On the morning of 3 November, Australian Institute of International Affairs NSW president Richard Broinowski and vice president Ian Lincoln received a call at Glover Cottages from Sergio Escobar, executive director of the Agency of Cooperation and Investment of Medellin (MCI in Spanish), and Maria Luisa Zapata Trujillo, deputy director for Management and Cooperation.
Sergio explained that he was on attachment from the Colombian Foreign Ministry to the MCI and was seeking to strengthen links with the countries of Asia and the Pacific; he and Maria had just arrived from Auckland (via a brief visit to Melbourne). They would be conducting a trade and cooperation seminar with Australian business leaders on 4 November at the Hotel Intercontinental, Sydney. Their travel had been organised in consultation with the Colombian Embassy in Canberra and Columbian Consulates-General.
Medellin was Colombia’s third largest city (at two and a half million) and second most important economic centre, after the capital Bogotá. The region had long been Colombia’s agricultural powerhouse and was increasingly a centre for manufacturing and service industries. Its reputation for the illicit drug trade was far behind it.
Australian business was already present in Colombia, including Medellin, in the mining and services sectors (with BHP Billiton a major player) and there was growing cooperation on the economic possibilities arising from environmental challenges. The regional economic growth rate was 4.7 per cent, compared to 3.2 percent for the country as a whole and 1.7 per cent for South America.
Issues of interest for Medellin included “social inclusion” – an example was the problem of people moving to the city from the surrounding region. Major debates were under way, as in Australia, on urban infrastructure, including housing and the balance between road-based transportation and alternatives such as light rail.
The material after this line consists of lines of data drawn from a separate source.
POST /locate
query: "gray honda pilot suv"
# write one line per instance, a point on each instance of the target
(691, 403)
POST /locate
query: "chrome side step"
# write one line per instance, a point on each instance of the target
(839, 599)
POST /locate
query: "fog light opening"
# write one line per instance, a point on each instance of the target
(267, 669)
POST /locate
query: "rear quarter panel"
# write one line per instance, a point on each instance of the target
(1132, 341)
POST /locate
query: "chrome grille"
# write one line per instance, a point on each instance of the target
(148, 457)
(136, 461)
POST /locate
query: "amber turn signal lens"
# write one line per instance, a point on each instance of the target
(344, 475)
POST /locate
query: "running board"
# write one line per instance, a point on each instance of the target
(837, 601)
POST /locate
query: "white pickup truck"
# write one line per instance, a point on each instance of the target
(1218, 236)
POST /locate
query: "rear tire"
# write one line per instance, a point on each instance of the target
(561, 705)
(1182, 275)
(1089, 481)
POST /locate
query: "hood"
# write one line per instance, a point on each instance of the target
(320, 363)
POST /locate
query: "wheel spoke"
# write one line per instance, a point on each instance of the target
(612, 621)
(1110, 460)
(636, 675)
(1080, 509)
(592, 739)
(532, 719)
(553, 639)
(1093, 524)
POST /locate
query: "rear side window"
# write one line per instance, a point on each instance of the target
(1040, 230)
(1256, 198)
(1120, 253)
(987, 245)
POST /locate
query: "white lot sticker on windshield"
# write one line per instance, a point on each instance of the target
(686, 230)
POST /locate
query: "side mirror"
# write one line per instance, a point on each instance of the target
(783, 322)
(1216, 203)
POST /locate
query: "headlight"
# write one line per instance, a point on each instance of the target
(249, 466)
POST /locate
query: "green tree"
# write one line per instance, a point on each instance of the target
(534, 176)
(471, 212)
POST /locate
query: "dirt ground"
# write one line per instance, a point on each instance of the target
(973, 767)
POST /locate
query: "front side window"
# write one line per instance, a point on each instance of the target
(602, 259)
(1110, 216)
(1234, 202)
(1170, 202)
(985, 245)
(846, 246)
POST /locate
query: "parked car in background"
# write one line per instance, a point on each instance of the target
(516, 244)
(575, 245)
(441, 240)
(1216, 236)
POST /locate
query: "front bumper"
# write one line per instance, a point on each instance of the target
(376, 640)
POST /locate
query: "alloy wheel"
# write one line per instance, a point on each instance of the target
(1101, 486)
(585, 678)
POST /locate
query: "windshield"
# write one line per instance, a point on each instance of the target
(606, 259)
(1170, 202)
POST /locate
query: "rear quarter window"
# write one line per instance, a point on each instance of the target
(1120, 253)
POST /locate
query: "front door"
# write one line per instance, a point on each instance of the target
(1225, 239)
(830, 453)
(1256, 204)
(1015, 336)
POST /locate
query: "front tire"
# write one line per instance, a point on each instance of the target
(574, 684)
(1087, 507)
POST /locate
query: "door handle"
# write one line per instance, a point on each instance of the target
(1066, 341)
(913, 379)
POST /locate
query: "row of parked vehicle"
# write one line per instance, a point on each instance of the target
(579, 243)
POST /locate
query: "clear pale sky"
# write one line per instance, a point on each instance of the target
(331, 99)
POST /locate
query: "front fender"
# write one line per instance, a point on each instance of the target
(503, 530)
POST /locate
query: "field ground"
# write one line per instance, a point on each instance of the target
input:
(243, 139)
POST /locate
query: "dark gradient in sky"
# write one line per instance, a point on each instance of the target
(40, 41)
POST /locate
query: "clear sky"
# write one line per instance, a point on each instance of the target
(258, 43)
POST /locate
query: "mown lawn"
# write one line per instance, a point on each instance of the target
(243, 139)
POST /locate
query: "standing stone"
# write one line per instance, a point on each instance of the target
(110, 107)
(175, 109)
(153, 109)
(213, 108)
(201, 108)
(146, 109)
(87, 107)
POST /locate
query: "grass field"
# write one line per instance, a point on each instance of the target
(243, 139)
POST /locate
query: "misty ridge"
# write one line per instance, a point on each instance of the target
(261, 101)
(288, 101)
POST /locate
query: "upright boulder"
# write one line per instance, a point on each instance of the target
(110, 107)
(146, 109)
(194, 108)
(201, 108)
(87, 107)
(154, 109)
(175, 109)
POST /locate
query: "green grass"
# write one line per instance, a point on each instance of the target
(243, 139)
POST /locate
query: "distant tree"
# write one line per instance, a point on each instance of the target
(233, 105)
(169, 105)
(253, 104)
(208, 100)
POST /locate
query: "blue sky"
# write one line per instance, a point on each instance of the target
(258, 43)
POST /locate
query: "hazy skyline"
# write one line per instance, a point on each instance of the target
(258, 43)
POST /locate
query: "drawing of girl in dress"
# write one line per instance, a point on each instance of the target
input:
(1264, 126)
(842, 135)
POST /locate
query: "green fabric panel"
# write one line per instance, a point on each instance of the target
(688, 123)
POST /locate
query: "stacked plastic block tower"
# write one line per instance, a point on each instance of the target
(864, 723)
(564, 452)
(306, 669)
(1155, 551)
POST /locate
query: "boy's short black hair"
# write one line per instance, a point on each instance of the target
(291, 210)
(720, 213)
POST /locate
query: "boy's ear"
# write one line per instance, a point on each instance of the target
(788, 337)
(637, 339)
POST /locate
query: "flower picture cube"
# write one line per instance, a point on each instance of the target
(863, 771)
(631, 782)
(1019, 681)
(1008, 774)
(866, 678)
Broader discussion covered the recent referendum narrowly rejecting the peace settlement with FARC (Spanish for the Armed Revolutionary Forces of Colombia). FARC had disrupted Colombian life for 30 years; those opposed to the settlement considered that it was too generous to FARC. Next step would probably be for the agreement to be re-negotiated. Much would depend on the extent of Cuba’s continuing support, in the context of its evolving regional relationships.
AIIA were encouraged to “spread the word” about the opportunities for Australia offered by Medellin. We mentioned as possibilities an AIIA familiarisation visit to Colombia and addresses to the AIIA on Medellin and its prospects.